Se algo é bom ou ruim, benéfico ou prejudicial, depende de nossa atitude. Mas quando vamos além de apenas considerar alguma coisa de uma maneira ou de outra, desenvolvemos apego às coisas que consideramos “boas” e aversão às que consideramos “ruins”. Precisamos investigar como essas coisas parecem existir de forma autoestabelecida como verdadeiramente “boas” ou “ruins”. Em um nível, podemos apenas observar as duas coisas; em outro nível, podemos analisar se elas realmente existem como “boas” ou “ruins”, estabelecidas como tais coisas por elas mesmas. Mas depois disso, podemos simplesmente vê-las como positivas ou negativas, úteis ou prejudiciais, sem esperar que sejam verdadeiramente estabelecidas como tais.

Ver uma coisa positiva como algo que queremos obter, ou uma negativa como algo que queremos descartar, não é apegar-se a uma existência verdadeiramente estabelecida, pois precisamos dessa discriminação para saber o que adotar e o que abandonar.
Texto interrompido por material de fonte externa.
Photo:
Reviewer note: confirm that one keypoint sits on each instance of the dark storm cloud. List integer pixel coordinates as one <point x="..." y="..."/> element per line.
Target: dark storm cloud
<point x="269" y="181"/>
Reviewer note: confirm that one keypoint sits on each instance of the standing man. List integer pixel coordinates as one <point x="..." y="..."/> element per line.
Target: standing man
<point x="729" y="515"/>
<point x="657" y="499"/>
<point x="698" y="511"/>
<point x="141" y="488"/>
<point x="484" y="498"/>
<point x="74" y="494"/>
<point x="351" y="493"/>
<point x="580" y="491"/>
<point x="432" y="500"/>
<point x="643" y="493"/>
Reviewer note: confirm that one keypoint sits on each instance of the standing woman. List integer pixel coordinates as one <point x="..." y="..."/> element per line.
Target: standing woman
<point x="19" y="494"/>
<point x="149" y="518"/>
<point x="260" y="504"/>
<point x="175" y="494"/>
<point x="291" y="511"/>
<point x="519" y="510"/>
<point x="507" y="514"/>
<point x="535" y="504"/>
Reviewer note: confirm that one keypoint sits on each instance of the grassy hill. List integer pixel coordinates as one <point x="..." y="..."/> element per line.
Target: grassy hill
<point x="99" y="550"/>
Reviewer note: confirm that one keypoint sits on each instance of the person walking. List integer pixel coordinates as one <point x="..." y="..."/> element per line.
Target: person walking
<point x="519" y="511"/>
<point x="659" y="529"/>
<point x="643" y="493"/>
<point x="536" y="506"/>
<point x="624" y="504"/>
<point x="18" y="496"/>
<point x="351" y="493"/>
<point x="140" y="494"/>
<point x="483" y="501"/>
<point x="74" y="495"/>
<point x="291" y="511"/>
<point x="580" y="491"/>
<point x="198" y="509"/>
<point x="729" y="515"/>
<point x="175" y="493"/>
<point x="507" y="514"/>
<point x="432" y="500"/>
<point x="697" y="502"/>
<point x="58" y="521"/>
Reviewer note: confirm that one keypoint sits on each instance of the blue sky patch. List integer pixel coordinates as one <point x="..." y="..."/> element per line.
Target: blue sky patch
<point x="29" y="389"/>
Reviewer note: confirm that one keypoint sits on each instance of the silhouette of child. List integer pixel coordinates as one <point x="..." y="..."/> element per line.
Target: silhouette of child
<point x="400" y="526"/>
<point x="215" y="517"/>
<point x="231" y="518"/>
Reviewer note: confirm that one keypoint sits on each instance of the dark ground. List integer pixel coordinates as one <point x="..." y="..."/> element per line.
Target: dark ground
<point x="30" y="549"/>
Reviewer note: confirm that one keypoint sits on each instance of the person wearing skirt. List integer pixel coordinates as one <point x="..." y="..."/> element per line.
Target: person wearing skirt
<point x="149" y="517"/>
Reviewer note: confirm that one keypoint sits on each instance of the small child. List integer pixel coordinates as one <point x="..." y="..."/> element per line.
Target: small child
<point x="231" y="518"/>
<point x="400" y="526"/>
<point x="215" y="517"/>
Podemos perceber algo e considerá-lo verdadeiramente existente; podemos perceber algo o considerando desprovido de uma existência verdadeiramente estabelecida; mas também podemos simplesmente tomar conhecimento sem considerá-lo uma coisa ou outra. Assim, podemos fazer nossas práticas sem qualificá-las como tendo existência autoestabelecida.

Mas, em que ponto a mente começa a perceber os objetos e tomar conhecimento deles como sendo verdadeiramente existentes? Na verdade, é difícil identificar o momento exato com base em nossas próprias experiências, pois há muitas maneiras de caracterizar o objeto a ser refutado – seja ele grosseiro ou sutil. Meramente ver uma pessoa como um fenômeno de imputação com base nos agregados não é um objeto de refutação, é um fato. No entanto, de acordo com a Prasangika, se percebermos essa pessoa como tendo uma existência autoestabelecida, estaremos nos agarrando a uma existência verdadeiramente estabelecida. Quando já temos experiência nisso, conseguimos diferenciar se estamos ou não nos agarrando.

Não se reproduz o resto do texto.